Siamo alla fine del 2006 e Abu Musab al-Zarqawi, leader di Al Qaeda in Iraq, è morto da poco. Al suo posto si sta imponendoAbu Bakr Al Baghdadi, che farà fare il “salto di qualità” al movimento jihadista fondato da Osama Bin Laden e che riuscirà a riunire attorno a sé un numero sempre maggiore di estremisti sunniti. Per otto anni Isis vive nel silenzio più totale dei media occidentali, poi però, cambia qualcosa.
Un uomo vestito completamente di nero, Jihadi John, buca gli schermi delle televisioni mondiali. Il motivo? Un filmato in cui decapita un fotoreporter americano di nome James Foley. Isis scopre la potenza dell’immagine e l’Occidente scopre Isis,
Io vi dico: siamo in battaglia, e più della metà di essa si svolge sul campo di battaglia dei media (Ayman al-Zawahiri)
I filmati dello Stato islamico non vogliono solo infondere terrore negli occidentali, ma anche, come scrive Bruno Ballardini in Isis. Il marketing dell’Apocalisse, “valorizzare l’immagine dei mujaheddin mitizzandoli e, in definitiva, infondere coraggio a coloro che devono ancora decidere di aderire al jihad. In questo senso, i video degli sgozzamenti sono rivolti principalmente all’arruolamento di nuovi combattenti”.
Sono video realizzati con tecniche sopraffine. Tutto è curato fin nei più minimi dettagli. Il sangue si vede raramente per non turbare chi sta guardando. Le menti dei filmati lavorano principalmente per l’al Hayat media center. Ma concretamente come vengono realizzati? Ce lo spiega, ancora una volta, Bruno Ballardini. I filmati vengono realizzati da cellule e “ciascuna cellula è composta in genere da due operatori per la produzione e la post produzione. Ad essi si aggiungono due ‘manager’ grazie ai quali la cellula viene a dotarsi di una parziale autonomia, attenendosi pur sempre alle linee guida interne stabilite dalla sigla di appartenenza”. Ci sono furgoncini che trasportano gli operatori, sempre pronti a fare riprese in prima linea. I video vengono montati in centri specializzati e, a volte, ci vogliono mesi per elaborarli in maniera definitiva.
Probabilmente, dietro ai filmato dell’Isis ci sarebbero uomini e donne che hanno lavorato in società di comunicazione occidentale.
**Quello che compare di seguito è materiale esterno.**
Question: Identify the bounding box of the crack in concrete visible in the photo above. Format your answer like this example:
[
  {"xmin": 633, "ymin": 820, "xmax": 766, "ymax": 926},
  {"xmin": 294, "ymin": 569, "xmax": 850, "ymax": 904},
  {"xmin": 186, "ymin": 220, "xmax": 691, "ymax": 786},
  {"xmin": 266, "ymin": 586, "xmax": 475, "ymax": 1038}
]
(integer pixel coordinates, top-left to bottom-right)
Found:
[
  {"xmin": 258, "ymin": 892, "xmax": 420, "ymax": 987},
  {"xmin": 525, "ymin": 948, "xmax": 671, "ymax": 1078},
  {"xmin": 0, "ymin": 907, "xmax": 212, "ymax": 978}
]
È il caso, per esempio, di Ahmad Abousamra, laureato a Boston, regista dei filmati del terrore e ucciso da un raid Usa in Iraq a maggio dell’anno scorso.
Ma nei filmati dell’Isis ci sono anche errori (e vistosi) come ha documentato ilGiornale.it, riportando le opinioni di alcuni esperti americani sul video che mostra l’esecuzione di 21 cristiani copti sulle coste libiche.
Per Veryan Khan, responsabile del Terrorism Research & Analysis Consortium (Trac), il boia dei cristiani copti sarebbe “troppo grande rispetto alla sfondo”e la sua testa non sarebbe proporzionata rispetto al resto della scena. Stesso discorso per i miliziani che lo accompagnano: sembrano alti due metri. C’è poi un’altra anomalia: il rumore del mare in sottofondo, troppo simile a “una colonna sonora conosciuta e usata in molti filmati”. Mary Lambert si spinge ancora più in là affermando che il sangue sarebbe un falso realizzato con l’aiuto di un computer: “Il sangue che sgorga da una ferita ha un colore molto più scuro di quello visto nella fase dello sgozzamento”.